Tango dancing has been a staple of dance since the later days of the 19th century, originally pushing the boundaries of what was considered socially acceptable in a society that had only recently begun to dance in closed forms.

The Waltz, only recently accepted into popular dance, was a new revelation, having been considered too scandalous for public display. This, the first openly accepted close stance in dancing did not become a standard on dance floors until an 1850 Parisian Opera made it famous. So, in the 1890s, when the Tango first began to leak out of the seedy back alleys of Buenos Aires.

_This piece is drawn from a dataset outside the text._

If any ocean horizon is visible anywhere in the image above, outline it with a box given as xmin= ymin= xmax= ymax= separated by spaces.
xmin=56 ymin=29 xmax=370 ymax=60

In its original form, Tango dancing was popular in the Buenos Aires suburbs. It was danced among many other casual dances until it started to spread in popularity and reach the slums where thousands of European immigrants were living and working. The dance, with its close form, and intimate encounters was danced to bawdy music with lyrics about sex and other scandalous acts. It was popular both for its complex style and its socially progressive undertones.

It was not until the 20th century that the Tango began its immigration from Buenos Aires to European venues though. Argentine dancers and orchestras brought Tango dancing and music to Paris where new forms of culture would spread like wildfire. The dance then spread to London, Berlin and eventually New York and Finland.

While Tango dancing was not uncommon in the United States before 1913, it was a more rigid, slower form of the dance. By 1914, the Rio de la Plata Tango had arrived, using the more authentic style of tango dancing that other countries had so recently caught on to.

Tango dancing declined rapidly in the 1920s and 30s because of the Great Depression. In Argentina especially, where the government was in a state of turmoil after the recent overthrow of Yrigoyen. The repressed, monetarily challenged country would remain in a state of regression until Juan Peron took hold of the country and brought a new measure of prosperity and national pride back to Argentina, reigniting the Tango.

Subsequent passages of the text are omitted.